Um primeiro chamado de advertência chegou quando o então ministro de defesa Rodrigo Lloreda renunciou ao diálogo com as Farc para provocar um mal-estar e desconfiança entre as forças armadas, mas só até poucas horas.

As negociações do governo com o movimento insurgente, de cerca de 20 mil homens, caminharam sempre por um caminho árduo, desde o início em janeiro de 1999, quando naves de combate sobrevoaram o lugar de reunião na La Machaca, zona desmilitarizada, para provocar a primeira grande crise.

A retirada militar dos centros urbanos de cinco municípios (San Vicente del Caguán, La Macarena, La Uribe, Mesetas e Vista Hermosa) começou em 7 de novembro de 1998, dois meses antes do início formal das conversas.

A cúpula de Pastrana e o chefe das Farc, Manuel Marulanda, salvaram os diálogos de frequentes crises, como a de maio de 1999 que implicou a adoção da agenda comum, hoje convertida em detalhe histórico.

Os mais de 1,3 bilhões de dólares de ajuda militar estadunidense acabaram com a incipiente confiança da cúpula rebelde na possibilidade de encontrar uma saída política a quase quatro décadas de conflito militar.

Radares de última geração, o uso de satélites espiões dos Estados Unidos e a infraestrutura ofensiva das bases de Três Esquinas e Apiay, assessoradas por boinas verdes, lideram a campanha de guerra decretada desde a Casa de Nariño para que os que são a favor da violência saíssem vitoriosos.

A pressão dos altos comandos obrigou o presidente a permitir o sobrevoo de naves de combate sobre a área em poder das Farc desde finais do ano anterior, como prelúdio da ruptura das aproximações de paz.

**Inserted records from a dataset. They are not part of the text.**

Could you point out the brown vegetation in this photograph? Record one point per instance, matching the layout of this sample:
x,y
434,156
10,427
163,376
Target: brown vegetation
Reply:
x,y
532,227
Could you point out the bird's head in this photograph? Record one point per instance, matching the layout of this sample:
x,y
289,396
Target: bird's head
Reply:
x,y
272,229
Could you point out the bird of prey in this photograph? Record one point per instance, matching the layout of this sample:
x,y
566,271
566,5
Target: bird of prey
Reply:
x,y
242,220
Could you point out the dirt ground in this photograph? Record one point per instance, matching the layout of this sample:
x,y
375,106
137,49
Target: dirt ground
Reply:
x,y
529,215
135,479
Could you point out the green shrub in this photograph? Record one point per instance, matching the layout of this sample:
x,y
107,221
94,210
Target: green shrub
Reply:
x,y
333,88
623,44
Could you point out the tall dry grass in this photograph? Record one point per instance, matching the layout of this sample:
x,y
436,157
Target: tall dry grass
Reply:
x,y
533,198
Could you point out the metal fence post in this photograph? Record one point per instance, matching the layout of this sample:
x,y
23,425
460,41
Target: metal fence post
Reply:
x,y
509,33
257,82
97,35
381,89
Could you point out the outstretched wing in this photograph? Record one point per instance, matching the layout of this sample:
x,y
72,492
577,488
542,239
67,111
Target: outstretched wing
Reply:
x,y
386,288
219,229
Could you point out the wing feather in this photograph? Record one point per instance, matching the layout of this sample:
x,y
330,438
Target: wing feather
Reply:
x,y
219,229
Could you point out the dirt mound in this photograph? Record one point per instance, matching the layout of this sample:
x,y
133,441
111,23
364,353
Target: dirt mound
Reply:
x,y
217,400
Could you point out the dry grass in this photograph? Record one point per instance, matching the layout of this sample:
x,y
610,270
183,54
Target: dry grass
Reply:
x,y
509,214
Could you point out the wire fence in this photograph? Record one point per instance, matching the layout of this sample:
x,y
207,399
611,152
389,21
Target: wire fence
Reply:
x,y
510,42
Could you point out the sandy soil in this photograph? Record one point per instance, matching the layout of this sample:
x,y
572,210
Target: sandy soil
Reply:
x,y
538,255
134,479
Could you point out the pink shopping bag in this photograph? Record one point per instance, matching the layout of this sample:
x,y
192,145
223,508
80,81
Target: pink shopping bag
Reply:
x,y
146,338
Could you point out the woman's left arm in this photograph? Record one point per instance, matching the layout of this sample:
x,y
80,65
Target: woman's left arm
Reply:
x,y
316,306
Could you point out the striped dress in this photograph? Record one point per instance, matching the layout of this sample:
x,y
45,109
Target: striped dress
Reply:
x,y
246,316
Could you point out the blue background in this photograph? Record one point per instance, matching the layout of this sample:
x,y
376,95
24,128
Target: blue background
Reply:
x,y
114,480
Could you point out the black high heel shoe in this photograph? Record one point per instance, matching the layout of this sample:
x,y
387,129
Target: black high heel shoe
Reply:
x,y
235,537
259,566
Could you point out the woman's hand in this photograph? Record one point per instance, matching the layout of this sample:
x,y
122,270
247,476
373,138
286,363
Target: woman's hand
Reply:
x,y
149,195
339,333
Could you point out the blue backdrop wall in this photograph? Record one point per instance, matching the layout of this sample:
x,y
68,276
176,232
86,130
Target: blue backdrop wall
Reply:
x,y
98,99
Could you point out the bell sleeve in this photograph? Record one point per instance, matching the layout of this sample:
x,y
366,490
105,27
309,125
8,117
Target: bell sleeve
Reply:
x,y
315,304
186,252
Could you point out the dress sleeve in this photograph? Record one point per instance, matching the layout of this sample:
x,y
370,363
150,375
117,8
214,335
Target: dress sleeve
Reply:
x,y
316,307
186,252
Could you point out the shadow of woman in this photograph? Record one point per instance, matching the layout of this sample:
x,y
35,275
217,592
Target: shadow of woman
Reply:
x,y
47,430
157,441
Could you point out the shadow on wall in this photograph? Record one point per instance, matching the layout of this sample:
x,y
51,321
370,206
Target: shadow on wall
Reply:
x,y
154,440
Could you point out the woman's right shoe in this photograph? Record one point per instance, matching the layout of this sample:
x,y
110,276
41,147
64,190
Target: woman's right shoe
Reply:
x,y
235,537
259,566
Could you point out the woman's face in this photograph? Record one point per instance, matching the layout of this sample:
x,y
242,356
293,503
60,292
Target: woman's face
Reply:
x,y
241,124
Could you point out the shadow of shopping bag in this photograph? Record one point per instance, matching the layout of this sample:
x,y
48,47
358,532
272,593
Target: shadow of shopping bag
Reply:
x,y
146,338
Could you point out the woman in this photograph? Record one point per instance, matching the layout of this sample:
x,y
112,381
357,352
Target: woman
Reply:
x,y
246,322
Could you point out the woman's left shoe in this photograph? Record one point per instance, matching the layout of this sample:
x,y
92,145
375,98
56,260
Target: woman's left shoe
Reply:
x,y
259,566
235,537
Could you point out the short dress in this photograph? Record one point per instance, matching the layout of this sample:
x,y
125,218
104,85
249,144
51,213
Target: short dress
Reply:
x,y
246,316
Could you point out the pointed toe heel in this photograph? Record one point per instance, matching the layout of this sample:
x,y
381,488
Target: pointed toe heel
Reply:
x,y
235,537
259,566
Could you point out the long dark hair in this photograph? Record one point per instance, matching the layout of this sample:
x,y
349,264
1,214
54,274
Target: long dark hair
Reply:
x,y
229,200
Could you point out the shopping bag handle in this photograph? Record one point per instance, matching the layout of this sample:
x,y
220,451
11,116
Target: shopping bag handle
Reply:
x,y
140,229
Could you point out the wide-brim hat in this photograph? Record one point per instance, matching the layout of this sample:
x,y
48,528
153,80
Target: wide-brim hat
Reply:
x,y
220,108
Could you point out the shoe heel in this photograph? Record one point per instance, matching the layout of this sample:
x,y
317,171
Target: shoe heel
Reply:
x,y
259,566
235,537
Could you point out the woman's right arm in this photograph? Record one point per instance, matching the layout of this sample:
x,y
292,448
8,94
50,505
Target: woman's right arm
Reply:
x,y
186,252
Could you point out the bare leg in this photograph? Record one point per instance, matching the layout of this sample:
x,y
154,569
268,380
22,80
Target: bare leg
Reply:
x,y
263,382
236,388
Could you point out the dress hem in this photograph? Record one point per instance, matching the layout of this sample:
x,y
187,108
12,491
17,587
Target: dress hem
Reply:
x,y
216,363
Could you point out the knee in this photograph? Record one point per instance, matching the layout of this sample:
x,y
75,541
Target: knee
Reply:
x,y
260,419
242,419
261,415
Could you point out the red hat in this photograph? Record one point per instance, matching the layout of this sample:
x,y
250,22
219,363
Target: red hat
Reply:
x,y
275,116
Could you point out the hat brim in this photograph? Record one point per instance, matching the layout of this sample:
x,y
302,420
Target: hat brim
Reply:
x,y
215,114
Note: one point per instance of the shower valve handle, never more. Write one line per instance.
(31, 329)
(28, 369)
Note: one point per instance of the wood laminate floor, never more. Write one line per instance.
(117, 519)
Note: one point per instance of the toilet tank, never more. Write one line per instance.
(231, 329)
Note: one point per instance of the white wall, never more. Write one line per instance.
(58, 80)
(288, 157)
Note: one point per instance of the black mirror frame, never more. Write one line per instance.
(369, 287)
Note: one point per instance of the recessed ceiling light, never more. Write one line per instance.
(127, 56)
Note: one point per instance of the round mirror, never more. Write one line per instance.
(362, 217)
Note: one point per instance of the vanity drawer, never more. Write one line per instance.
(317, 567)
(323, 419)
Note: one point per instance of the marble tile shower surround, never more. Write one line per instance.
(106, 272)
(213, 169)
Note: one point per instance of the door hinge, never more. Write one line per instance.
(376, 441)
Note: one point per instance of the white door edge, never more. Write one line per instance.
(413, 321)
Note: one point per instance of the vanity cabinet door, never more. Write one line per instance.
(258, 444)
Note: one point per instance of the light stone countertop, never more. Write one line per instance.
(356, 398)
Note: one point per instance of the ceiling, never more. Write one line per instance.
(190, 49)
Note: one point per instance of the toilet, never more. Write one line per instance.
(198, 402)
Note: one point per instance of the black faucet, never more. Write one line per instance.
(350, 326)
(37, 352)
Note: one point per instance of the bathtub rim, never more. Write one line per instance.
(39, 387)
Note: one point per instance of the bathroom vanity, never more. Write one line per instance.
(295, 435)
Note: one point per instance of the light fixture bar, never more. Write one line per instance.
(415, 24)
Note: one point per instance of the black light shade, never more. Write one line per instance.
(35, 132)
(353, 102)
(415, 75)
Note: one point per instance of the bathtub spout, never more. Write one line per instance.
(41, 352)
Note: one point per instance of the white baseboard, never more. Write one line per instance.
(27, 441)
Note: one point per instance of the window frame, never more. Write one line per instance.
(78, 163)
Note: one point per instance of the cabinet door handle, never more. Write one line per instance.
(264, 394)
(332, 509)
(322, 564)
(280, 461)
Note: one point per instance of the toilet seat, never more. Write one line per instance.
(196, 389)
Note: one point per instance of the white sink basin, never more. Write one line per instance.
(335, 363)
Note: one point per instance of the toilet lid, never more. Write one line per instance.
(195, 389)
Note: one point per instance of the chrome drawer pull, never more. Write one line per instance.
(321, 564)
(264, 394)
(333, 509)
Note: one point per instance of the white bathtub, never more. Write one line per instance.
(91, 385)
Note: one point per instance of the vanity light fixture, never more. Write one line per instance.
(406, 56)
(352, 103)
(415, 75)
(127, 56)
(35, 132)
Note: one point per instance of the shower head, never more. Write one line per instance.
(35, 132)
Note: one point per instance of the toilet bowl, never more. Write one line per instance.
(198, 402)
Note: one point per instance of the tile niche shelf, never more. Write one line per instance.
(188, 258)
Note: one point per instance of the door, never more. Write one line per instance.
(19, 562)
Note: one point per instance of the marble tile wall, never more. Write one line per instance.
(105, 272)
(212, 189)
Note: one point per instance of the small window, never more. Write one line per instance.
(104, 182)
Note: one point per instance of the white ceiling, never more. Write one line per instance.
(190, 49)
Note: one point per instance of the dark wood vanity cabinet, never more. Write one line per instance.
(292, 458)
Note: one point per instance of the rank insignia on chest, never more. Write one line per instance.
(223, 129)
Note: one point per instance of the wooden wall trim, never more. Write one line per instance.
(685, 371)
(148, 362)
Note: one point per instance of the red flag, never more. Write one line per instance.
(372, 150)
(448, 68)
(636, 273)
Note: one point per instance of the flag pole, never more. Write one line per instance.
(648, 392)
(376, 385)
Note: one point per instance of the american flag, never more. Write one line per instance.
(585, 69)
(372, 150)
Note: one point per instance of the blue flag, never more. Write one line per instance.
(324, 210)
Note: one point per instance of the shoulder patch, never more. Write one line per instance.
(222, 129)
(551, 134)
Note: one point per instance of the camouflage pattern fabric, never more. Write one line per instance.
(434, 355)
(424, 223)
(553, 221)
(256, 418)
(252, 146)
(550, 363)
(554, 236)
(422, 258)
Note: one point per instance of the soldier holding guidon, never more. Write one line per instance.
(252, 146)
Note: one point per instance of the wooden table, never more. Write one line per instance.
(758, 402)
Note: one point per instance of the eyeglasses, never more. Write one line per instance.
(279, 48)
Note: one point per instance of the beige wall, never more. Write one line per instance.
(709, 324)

De acordo com o presidente, opinião nunca antes apresentada, as ações dos militares correspondiam a atos constitucionais de integridade territorial.

O desvio da aeronave para deter um congressista foi o detonante da crise fatal desses esforços de negociação, deixando a Colômbia à beira de um derramamento de sangue ainda maior.

Segundo o candidato presidencial pela esquerda Luis Eduardo Garzón, a escalada de violência do país provocaria um milhão de vítimas mortais, além da volta aos tempos de desaparecimento e torturas.

Segundo o candidato liberal Horacio Serpa, é urgente reestruturar o processo de paz e evitar que seja retomado de vez o caminho da guerra.

Os habitantes dos municípios controlados pelas Farc estão com medo de que voltem à região os soldados oficiais, os esquadrões paramilitares, as eventuais represálias aos civis por conviver por mais de três anos com os rebeldes.

Uma nova tentativa de reconciliação falhou. Frustrações como essa aconteceram na década de 80, com trégua e desmobilização que conduziram à campanha de extermínio da esquerda, enquanto que a princípios dos anos 90 o ex-presidente César Gaviria ordenou atacar o secretariado rebelde horas depois de uma rodada de conversas.

O prato está servido ao candidato da guerra, o de direita Álvaro Uribe Vélez, que se destaca nas pesquisas favorecido pela escalada do conflito, por sua posição a favor do aniquilamento da insurgência, de mais ajuda militar e até de uma intervenção estadunidense.

* Por Luis Enrique González é presidente da Prensa Latina e foi correspondente da agência na Colômbia.